Cats get all the credit for rodent control in the barn, but when are goats going to get a little credit?
During a visit to trainer Kelly Rubley's Fair Hill barn this summer, I realized mouse prevention is a team effort. Yes, Pudgy the cat (a friendly fellow with a star-quality gray coat who comes bounding across roads and fields when his name is called) does his part. Much to his human's horror, he enjoys bringing bits of half-eaten mice or mouse innards into Rubley's office in the mornings. Horrifying, yes, but it's certainly evidence of his work ethic. That's part of why Rubley installed speed bumps on the dirt road in front of her barn, where Pudgy likes to wander over to the woods that surround the Fair Hill Training Center – the barn protectors need protecting, too.
But many people don't give the goats their due. In one corner of the barn is a miniature stall, complete with a window and open-front door, for Percy and Poncho. The half-brothers are Nubians, with distinctive Roman noses and floppy, freckled ears.
“He's supposed to be a mini,” Rubley said, scratching Percy's back. “But um, something went wrong.”
Rubley bought the pair a year ago, took them home in her car and raised them on bottles hoping they would be companions for a couple of stall-walking Thoroughbreds she had at the time.
“They don't like to be separated, so I've kind of now got two goat pets,” she said. “I don't think a horse would want two.”

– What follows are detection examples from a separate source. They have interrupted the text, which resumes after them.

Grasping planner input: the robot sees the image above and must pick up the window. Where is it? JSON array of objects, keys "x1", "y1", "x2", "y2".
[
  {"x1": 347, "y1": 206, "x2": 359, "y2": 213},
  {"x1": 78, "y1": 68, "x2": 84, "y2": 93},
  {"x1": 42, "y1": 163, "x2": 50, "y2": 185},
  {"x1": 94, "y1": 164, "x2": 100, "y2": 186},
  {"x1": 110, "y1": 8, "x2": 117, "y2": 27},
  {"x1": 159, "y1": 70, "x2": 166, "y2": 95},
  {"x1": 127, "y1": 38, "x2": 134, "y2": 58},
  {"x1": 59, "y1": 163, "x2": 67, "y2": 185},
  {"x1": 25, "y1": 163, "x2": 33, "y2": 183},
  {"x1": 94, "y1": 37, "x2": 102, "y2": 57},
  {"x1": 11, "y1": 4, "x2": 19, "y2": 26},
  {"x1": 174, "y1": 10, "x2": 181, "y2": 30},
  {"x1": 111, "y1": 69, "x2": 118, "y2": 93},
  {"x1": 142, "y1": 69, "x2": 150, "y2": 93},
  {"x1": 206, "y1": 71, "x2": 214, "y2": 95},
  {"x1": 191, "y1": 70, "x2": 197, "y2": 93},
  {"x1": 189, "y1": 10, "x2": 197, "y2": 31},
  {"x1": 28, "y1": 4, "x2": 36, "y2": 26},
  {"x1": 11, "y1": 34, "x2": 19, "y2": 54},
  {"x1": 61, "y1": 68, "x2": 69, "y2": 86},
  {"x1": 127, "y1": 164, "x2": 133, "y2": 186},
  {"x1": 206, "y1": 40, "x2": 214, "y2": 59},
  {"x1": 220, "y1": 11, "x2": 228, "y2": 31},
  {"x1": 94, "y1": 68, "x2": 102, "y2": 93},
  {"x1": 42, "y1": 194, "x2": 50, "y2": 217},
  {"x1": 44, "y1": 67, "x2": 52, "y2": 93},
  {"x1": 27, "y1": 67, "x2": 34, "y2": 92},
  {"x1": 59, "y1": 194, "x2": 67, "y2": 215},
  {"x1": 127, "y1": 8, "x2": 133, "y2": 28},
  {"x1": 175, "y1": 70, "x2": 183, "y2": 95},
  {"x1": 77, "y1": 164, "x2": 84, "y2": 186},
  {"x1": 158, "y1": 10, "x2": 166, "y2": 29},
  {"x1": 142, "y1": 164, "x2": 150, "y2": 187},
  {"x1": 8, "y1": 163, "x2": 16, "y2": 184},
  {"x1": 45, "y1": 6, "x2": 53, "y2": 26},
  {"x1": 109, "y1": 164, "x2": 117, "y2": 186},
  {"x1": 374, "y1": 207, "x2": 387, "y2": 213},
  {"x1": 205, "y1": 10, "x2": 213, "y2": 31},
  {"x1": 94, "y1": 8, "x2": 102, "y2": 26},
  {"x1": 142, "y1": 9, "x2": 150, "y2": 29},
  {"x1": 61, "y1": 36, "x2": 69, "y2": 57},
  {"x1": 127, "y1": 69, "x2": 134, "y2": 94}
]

After morning training, Percy and Poncho have the run of the barn. (They used to be allowed out all day, but took to leaving unwelcome gifts next to the grooms' brushes, so now they stay in until all equipment is put away.) One of Rubley's trainees, a mare named Indian Paint, prefers to eat her breakfast on the ground, and the goat brothers are all too happy to make sure not a grain is left behind for a roving mouse.
“They love her,” Rubley laughed. “We have to put in another scoop for her after they're done, but that's ok.”
Rubley's horses enjoy the luxuries of Fair Hill – grass gallops, plenty of space for hand-grazing and paddocks for daily turnout. She tried to give Percy and Poncho the same high-class treatment, but they were not interested.
“I put them in the paddocks and they just let themselves out. Before I get back in the barn they're out again,” she said. “Wouldn't they enjoy turnout? But no, they stand there and scream. I'd put them out with my pony and he'd get so mad because they wouldn't shut up. He runs at them, and they shut up for about five minutes, and they have to do it all over again.”
Instead, Percy and Poncho get their free ranging inside the barn, which they seem to prefer. As goats are wont to do, they will go for sudden, bouncing sprints around the aisles and were delighted to discover the hay Rubley has stored in the back barn. They've developed a game out of climbing the hay stack and leaping down, which has proven a desensitizing exercise for the horses stalled nearby.
Don't worry – they're just checking the stack for mice.